Para garantir os atributos de sustentabilidade e evoluir na nova fronteira do açaí, a Maçaix homologa fornecedores de polpa que operam próximos às comunidades como a Tribo Superfoods – startup de Igarapé-Miri (PA), especializada em entregar os melhores ingredientes e insumos da biodiversidade para a fabricação de produtos por outras empresas. Capacitação e organização dos produtores, certificação orgânica e de qualidade, eliminação de trabalho infantil, preço justo e rastreabilidade são as principais frentes de ação. A origem do açaí em agrofloresta, com diversificação de espécies vegetais, implica em rendimento de polpa superior ao da monocultura.
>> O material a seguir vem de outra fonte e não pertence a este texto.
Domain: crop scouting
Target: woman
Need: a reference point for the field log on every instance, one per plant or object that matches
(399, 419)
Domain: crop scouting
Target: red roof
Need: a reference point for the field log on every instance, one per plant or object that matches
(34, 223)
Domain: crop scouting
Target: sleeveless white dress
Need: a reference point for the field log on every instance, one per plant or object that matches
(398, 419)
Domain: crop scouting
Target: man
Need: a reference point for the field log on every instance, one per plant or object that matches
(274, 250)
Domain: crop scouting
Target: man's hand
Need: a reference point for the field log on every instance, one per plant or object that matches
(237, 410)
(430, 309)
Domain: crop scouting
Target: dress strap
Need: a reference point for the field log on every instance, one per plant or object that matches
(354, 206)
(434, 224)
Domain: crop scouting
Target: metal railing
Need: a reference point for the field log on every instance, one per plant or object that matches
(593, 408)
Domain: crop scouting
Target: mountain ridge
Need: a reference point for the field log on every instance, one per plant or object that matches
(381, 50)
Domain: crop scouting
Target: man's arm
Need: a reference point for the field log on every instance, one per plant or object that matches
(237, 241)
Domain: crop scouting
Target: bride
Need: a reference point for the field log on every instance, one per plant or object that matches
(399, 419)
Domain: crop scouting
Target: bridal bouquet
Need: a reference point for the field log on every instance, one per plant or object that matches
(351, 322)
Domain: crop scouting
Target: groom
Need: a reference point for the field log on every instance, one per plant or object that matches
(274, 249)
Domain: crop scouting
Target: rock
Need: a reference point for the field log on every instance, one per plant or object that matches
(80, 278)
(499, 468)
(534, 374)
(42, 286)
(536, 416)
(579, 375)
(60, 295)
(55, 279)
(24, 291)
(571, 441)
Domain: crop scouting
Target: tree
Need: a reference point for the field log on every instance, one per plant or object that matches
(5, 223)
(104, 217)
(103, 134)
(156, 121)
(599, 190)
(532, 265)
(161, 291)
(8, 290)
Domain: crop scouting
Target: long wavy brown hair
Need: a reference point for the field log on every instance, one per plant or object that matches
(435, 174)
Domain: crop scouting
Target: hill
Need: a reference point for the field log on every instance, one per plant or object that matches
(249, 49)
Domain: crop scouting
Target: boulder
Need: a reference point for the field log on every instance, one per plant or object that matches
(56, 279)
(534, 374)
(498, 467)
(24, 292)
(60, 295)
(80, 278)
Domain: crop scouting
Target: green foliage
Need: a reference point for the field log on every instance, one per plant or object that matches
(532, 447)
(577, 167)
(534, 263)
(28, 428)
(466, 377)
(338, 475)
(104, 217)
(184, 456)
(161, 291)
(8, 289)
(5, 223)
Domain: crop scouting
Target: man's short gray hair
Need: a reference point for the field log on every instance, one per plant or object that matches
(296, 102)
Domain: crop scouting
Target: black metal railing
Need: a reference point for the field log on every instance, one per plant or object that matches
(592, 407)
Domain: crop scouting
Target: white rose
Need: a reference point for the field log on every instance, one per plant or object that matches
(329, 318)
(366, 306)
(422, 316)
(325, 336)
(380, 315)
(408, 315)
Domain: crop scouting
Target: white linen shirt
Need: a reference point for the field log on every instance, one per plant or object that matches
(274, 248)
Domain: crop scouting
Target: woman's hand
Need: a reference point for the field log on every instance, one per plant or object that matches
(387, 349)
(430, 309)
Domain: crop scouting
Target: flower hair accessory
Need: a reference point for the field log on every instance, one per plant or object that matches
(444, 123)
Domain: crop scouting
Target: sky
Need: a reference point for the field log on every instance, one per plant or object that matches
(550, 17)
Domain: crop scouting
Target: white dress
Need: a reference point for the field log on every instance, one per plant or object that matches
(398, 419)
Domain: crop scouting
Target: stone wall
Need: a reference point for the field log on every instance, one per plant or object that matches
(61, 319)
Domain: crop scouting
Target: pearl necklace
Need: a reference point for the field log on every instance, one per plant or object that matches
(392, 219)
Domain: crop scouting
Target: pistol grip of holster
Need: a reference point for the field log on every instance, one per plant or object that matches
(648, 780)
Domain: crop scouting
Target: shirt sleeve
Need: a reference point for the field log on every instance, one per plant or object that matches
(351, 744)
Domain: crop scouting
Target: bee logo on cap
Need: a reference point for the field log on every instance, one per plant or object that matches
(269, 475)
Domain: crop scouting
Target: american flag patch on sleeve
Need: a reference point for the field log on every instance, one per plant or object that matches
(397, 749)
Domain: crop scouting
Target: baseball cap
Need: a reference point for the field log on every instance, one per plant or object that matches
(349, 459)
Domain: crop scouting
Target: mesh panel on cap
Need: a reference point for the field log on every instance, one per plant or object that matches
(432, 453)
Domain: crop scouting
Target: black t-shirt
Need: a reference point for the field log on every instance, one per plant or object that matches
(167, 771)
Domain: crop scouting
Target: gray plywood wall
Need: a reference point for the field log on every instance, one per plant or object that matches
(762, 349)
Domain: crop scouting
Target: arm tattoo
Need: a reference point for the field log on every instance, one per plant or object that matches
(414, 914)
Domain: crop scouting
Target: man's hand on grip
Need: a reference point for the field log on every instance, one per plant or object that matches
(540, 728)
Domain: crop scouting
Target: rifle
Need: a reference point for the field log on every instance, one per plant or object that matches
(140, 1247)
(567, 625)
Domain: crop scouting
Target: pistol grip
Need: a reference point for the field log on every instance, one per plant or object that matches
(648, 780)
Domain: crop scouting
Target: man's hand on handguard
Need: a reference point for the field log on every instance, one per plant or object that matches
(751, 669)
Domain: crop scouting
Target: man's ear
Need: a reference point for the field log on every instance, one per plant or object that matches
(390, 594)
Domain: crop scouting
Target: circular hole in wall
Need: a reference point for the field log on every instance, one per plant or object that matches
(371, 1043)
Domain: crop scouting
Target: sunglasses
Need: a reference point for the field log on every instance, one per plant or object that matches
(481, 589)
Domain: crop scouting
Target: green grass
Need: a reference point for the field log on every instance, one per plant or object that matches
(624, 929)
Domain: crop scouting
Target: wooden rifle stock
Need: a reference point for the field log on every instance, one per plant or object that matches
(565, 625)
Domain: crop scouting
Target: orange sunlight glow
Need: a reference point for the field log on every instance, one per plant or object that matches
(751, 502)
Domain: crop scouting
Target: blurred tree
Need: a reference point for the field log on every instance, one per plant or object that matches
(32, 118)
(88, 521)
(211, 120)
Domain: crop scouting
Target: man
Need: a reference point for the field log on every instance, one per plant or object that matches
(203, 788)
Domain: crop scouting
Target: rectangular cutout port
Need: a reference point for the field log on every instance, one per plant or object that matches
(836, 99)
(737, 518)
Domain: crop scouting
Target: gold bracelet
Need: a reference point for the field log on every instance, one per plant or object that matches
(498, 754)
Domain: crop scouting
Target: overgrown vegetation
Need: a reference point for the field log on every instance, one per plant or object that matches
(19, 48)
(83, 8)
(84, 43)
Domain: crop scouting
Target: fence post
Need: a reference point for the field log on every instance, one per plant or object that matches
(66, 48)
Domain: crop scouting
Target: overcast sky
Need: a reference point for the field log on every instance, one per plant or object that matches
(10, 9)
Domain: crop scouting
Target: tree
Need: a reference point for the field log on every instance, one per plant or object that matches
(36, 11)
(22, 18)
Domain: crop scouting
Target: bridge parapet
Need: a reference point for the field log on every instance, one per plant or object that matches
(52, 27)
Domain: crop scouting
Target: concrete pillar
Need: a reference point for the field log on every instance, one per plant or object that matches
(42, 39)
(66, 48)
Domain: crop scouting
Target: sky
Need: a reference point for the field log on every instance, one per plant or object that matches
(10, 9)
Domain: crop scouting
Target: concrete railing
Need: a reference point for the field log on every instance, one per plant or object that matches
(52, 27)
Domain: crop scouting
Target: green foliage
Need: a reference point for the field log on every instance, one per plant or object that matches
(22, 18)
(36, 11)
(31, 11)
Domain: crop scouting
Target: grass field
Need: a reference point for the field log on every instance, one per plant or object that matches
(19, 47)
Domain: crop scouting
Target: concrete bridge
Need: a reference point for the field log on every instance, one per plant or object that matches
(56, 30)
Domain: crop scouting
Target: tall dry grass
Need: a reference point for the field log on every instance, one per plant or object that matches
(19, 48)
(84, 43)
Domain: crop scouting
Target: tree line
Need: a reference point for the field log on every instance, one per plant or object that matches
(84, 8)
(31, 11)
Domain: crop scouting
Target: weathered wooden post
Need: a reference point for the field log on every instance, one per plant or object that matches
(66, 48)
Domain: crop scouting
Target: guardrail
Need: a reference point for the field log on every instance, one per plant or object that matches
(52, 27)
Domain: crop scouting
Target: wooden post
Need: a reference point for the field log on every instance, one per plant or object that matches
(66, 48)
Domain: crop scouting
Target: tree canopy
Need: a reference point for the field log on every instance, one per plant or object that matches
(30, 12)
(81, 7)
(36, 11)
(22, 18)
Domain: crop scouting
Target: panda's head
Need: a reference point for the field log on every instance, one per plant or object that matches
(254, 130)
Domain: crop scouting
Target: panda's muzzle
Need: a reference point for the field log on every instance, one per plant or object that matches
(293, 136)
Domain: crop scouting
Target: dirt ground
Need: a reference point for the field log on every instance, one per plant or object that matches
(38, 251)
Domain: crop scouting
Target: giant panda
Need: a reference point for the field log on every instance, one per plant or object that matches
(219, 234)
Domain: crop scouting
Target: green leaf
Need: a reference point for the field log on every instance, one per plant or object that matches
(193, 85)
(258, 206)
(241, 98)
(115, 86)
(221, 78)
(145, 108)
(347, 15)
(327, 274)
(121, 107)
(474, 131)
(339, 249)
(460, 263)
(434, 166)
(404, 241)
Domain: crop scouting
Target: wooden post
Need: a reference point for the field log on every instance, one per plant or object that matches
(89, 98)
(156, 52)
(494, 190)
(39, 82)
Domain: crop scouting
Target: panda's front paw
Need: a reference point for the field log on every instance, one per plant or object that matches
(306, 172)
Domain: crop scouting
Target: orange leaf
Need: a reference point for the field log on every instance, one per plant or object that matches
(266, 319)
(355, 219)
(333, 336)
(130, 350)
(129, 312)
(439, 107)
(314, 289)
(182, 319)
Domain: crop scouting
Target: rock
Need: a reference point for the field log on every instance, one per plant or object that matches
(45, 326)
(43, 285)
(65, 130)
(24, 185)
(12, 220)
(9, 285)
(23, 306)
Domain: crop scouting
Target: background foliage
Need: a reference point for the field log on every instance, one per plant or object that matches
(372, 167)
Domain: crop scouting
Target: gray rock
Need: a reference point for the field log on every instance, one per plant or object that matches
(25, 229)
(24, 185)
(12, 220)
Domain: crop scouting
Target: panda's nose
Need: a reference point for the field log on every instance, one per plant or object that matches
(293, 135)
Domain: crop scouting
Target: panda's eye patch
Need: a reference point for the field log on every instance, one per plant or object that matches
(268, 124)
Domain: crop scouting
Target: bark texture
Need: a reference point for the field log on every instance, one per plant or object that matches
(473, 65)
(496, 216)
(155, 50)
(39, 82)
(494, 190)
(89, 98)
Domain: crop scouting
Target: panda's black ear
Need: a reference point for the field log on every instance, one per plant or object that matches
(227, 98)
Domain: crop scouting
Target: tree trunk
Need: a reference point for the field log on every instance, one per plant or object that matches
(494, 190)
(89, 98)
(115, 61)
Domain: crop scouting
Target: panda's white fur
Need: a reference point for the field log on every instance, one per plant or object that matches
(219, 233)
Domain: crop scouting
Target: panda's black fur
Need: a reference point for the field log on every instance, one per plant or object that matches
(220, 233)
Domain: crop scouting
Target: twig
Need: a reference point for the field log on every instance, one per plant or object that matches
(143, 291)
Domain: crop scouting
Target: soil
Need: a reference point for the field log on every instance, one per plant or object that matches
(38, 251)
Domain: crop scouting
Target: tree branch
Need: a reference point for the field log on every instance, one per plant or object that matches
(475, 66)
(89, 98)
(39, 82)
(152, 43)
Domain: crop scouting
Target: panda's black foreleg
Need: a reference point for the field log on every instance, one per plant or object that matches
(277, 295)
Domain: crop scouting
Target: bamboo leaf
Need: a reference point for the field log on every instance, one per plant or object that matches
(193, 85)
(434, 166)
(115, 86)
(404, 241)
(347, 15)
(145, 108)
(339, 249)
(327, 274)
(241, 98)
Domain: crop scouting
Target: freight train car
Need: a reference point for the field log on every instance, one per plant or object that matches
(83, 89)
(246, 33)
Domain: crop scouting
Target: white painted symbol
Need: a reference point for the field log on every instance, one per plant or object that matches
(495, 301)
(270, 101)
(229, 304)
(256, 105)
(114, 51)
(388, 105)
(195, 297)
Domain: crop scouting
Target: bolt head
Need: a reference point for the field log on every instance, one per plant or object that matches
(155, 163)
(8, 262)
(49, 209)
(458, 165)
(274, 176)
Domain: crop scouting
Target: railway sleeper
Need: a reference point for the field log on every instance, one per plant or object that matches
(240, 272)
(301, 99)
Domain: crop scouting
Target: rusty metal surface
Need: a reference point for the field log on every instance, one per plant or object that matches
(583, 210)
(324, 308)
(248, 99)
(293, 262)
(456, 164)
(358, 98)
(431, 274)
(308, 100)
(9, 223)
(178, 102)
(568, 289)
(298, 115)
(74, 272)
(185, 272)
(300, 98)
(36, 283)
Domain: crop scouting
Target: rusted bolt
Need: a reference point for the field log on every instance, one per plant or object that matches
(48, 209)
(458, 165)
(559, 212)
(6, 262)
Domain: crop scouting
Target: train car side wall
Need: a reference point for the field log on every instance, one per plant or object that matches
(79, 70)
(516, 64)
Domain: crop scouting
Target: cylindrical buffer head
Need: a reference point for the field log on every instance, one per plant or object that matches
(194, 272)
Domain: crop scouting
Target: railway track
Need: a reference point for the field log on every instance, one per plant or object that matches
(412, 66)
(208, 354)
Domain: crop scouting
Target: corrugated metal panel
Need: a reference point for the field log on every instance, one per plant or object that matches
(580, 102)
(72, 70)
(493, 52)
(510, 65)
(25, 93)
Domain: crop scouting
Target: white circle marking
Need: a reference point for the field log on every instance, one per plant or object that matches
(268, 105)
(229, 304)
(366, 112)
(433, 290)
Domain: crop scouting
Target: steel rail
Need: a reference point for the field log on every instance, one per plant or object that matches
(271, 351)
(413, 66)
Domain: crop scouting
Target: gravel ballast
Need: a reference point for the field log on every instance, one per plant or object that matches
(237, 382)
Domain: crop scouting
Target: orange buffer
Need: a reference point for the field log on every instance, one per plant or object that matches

“Garantir o tempo entre colheita e indústria de no máximo 12 horas para o produto não perder cor, aroma, paladar e nutrientes é fundamental”, afirma Maurício Pantoja, CEO da empresa, que também participou do programa Sinergia Investimentos, onde estabeleceu conexões com a Maçaix, para a qual venderá 120 toneladas nas safras 2025-2026. Ambas integram agora o Parque de Inovação e Bioeconomia da Amazônia, criado pelo governo do Pará, em Belém.
É um trabalho difícil e complexo, pois requer aproximação com produtores rurais e extrativistas para engajamento em técnicas que nunca adotaram antes”, completa Pantoja, com clientes também no Nordeste e no Espírito Santo, e vendas de açaí em pó para a Dinamarca.